LN3 Dynamic programming and WIS Flashcards
Why does the Earliest End First (EEF) algorithm fail for the Weighted Interval Scheduling problem?
Because intervals have different weights, choosing the interval with the earliest end time may not lead to the maximum total weight. An interval with an early end time could have a small weight and conflict with more valuable intervals, making EEF suboptimal for the weighted case.
What is the key challenge in solving the Weighted Interval Scheduling problem compared to the unweighted version?
The challenge is that intervals have different weights, adding complexity because we must consider both the interval’s weight and its overlap with other intervals. This means a simple greedy approach based on end times does not guarantee an optimal solution.
What observation allows us to limit the combinatorial explosion in the Weighted Interval Scheduling problem?
We observe that for any interval [s_j, f_j], among all partial solutions ending at f_j, it suffices to keep only one partial solution X_j with the maximum total weight. This means we can ignore other partial solutions with the same end time but lesser total weights.
How is the function OPT(j) defined in the context of Weighted Interval Scheduling?
OPT(j) is defined as the maximum total weight that can be achieved by selecting a subset of disjoint intervals from the first j intervals sorted by end time f₁ < f₂ < … < f_j.
What is the recursive formula used to compute OPT(j) in the Weighted Interval Scheduling problem?
The recursive formula is OPT(j) = max{OPT(j – 1), OPT(p(j)) + v_j}, where p(j) is the largest index i such that f_i < s_j (the last interval that does not conflict with interval j), and v_j is the weight of interval j.
How is p(j) defined and computed in the Weighted Interval Scheduling problem?
p(j) is the largest index i < j such that f_i < s_j, meaning the last interval that ends before the start of interval j, ensuring no overlap. p(j) can be computed efficiently by sorting intervals and using a pointer or binary search to find the correct index.
Why should we avoid implementing the recursive formula for OPT(j) in a recursive fashion?
Implementing OPT(j) recursively would lead to exponential time complexity because it would recompute OPT values multiple times. Instead, we should store computed OPT(j) values in an array and compute them iteratively to ensure polynomial time.
How do we reconstruct the optimal set of intervals after computing OPT(n) in the Weighted Interval Scheduling problem?
We use backtracing: pointers from the optimal choices to the next one.
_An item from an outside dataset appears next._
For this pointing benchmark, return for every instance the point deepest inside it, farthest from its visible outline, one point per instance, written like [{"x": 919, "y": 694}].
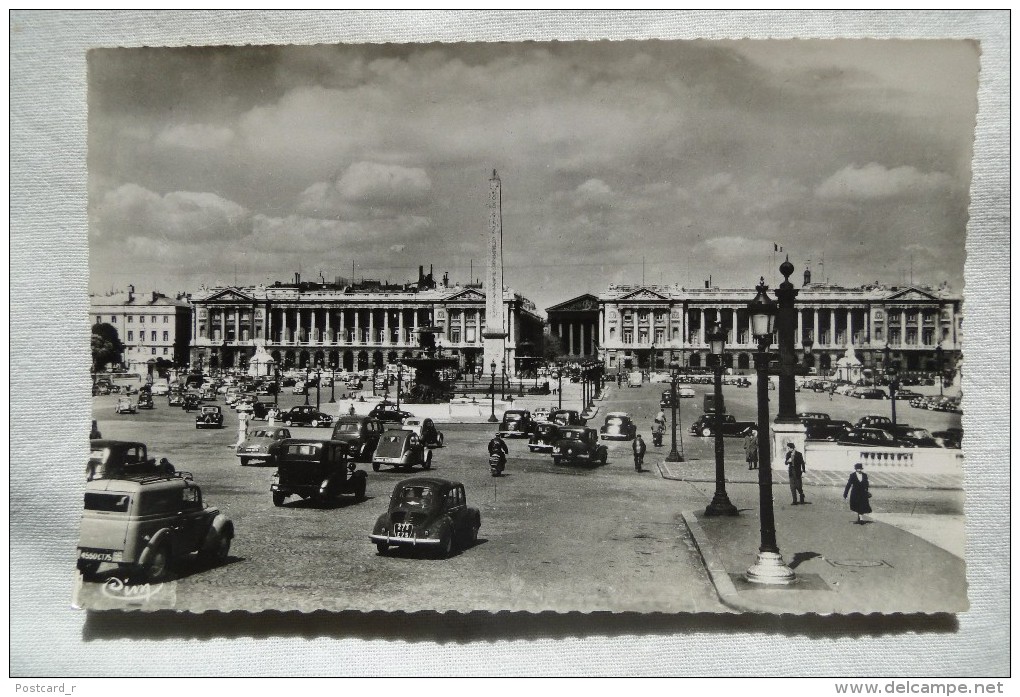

What is dynamic programming and how does it differ from greedy algorithms?
Dynamic programming is a method for solving complex problems by breaking them down into simpler subproblems and solving each subproblem just once, storing the solutions. Unlike greedy algorithms, which make locally optimal choices, dynamic programming considers multiple options to find the globally optimal solution.
What are the key characteristics of problems suitable for dynamic programming?
Problems suitable for dynamic programming have optimal substructure (the optimal solution can be constructed from optimal solutions to subproblems) and overlapping subproblems (the same subproblems are solved multiple times).
Why is it important to define the objective value when explaining a dynamic programming algorithm?
Defining the objective value clarifies what each computed value represents, ensuring that the recursive relations and computations are correctly understood and can be verified for correctness.
In dynamic programming algorithms, why is it crucial to define all newly introduced mathematical symbols before using them?
Because without clear definitions, the meaning and role of these symbols in computations and recursive formulas may not be understood, leading to confusion and potential errors in algorithm implementation and analysis.
Describe the Knapsack problem.
The Knapsack problem involves selecting a subset of items with given weights w_i and values v_i to maximize total value without exceeding the knapsack’s capacity W.
How is the Subset Sum problem related to the Knapsack problem?
The Subset Sum problem is a special case of the Knapsack problem where each item’s value v_i equals its weight w_i. The goal is to find a subset of weights that sum up as close as possible to, but not exceeding, a target sum W.
What is the recursive relation used in the dynamic programming solution of the Knapsack problem?
For capacity w and first i items, the recursive relation is OPT(i, w) = max{OPT(i – 1, w), OPT(i – 1, w – w_i) + v_i} if w_i ≤ w; else OPT(i, w) = OPT(i – 1, w).